We tend to view most songs as being in some kind of verse-chorus format. We might notice that a song doesn’t bother with a chorus, using one of the several possible verse-only formats, or perhaps verse-bridge, but in any case, most songwriters start their songwriting process by at least knowing that the form of the song is somewhat important.

What really is important, however, is not that a song has verses and choruses, but more that the musical energy we perceive moves up and down. In fact, when it comes to whether a song works or not, that’s all that really matters.

I love looking at Chicago’s 1975 hit “Old Days” as a great example of this. When it starts, we assume that what we’re hearing is a verse, and that we’re eventually going to hear a chorus or a bridge.

But I like to hear it rather as a succession of sections that could be labeled as anything we want to call them. But in reality, it’s simpler than that: it’s a song with one distinct section following another distinct one.

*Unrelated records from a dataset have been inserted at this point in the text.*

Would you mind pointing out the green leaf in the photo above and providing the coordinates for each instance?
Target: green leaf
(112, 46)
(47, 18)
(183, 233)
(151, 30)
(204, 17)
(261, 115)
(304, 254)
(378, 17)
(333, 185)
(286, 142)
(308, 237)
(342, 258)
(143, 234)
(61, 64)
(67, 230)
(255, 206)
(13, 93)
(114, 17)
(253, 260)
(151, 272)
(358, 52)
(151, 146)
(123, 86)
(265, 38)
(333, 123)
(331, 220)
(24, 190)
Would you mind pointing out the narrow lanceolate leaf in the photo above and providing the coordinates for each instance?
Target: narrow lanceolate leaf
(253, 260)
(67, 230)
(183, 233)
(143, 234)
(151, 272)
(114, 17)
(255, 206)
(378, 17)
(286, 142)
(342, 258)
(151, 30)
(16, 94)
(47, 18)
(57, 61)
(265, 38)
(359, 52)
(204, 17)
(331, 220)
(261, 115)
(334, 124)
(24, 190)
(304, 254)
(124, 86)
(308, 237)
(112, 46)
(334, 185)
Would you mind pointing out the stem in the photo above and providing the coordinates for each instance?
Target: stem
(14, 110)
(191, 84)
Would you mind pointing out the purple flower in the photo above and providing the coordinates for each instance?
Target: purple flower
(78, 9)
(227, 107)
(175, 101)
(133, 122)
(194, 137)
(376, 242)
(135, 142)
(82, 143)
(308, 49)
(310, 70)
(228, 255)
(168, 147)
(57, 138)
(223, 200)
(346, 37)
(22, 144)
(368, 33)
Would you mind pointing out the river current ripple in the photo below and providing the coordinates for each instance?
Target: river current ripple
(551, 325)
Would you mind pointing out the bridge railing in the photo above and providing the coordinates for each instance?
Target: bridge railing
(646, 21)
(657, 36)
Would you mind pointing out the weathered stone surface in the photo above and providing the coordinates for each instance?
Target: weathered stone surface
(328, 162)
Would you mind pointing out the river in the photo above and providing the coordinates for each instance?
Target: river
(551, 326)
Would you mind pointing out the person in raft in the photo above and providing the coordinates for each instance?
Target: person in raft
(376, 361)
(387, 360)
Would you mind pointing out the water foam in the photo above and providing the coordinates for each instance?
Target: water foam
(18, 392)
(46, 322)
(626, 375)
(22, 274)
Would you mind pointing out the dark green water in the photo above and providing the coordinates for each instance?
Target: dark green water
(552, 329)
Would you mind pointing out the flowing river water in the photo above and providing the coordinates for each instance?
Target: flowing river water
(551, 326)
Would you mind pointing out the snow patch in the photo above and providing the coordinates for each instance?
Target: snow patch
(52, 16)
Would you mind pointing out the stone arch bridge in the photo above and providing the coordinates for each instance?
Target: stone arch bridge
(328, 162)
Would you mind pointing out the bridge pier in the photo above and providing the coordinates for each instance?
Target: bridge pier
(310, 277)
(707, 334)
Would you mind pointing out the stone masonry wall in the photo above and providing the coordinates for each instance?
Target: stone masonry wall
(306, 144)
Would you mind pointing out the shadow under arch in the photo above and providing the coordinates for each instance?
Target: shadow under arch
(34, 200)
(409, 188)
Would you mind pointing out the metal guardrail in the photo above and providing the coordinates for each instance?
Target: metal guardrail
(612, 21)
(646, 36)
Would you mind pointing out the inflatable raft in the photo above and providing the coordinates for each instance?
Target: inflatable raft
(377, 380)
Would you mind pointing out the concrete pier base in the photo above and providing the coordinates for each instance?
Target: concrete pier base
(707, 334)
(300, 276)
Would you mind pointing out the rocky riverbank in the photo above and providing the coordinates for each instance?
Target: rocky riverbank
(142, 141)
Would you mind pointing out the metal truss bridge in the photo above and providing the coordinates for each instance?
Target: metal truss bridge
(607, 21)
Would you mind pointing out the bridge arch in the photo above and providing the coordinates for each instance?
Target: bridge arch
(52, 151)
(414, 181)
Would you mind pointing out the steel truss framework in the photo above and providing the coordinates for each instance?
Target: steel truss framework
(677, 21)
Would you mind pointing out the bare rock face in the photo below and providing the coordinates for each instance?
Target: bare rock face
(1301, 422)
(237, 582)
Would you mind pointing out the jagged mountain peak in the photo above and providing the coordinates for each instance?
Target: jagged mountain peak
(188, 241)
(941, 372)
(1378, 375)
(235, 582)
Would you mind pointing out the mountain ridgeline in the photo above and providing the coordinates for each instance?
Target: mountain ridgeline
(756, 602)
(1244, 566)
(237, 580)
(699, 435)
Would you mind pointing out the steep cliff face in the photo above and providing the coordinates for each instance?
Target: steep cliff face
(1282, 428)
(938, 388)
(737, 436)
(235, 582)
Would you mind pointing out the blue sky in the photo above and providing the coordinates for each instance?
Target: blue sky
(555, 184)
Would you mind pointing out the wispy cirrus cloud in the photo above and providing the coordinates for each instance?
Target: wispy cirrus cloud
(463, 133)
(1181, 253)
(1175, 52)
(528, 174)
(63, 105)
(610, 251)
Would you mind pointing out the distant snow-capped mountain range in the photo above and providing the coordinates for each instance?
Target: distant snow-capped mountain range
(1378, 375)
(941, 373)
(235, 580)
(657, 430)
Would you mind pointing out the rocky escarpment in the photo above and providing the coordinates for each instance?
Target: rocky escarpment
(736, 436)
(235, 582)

  • Intro: 0’00”-0’17”: Instrumental
  • Section 1: 0’17”-0’32”: Harmonic progressions centered on the I-chord
  • Section 2: 0’32”-0’48”: Harmonic progressions centered on the dominant (V) chord
  • Section 3: 0’48”-1’04”: Harmonies moving to being centered on the vi-chord
  • Section 4: 1’04”-1:29″: Harmonies on vi, moving to dominant.

Because we have a tendency to hear everything in some sort of verse format, we might be tempted to hear this song as verse-chorus-bridge, but I think to do so kind of veils what’s actually going on here: a song that starts in major, moves to relative minor, and then to the dominant to prepare the return of section 1.

That kind of verse-chorus-bridge analysis wouldn’t necessarily be wrong, mind you. My point is that you can call those sections anything you’d like; what’s important is that each section has its own distinct mood — its own distinct flavour.

In your own songwriting, you might encounter an issue where you’ve been assembling your own songs from bits of other unfinished attempts, and then find yourself wondering which part is a verse, which part is a chorus, and so on.

But the more important issue with songwriting isn’t what to call each section, but to make sure that each section has its own particular musical energy and mood. As long as that’s happening, it doesn’t matter which part is the verse and which part is the chorus.

The up and down of musical energy is all that ever really matters, no matter how subtle those differences might be.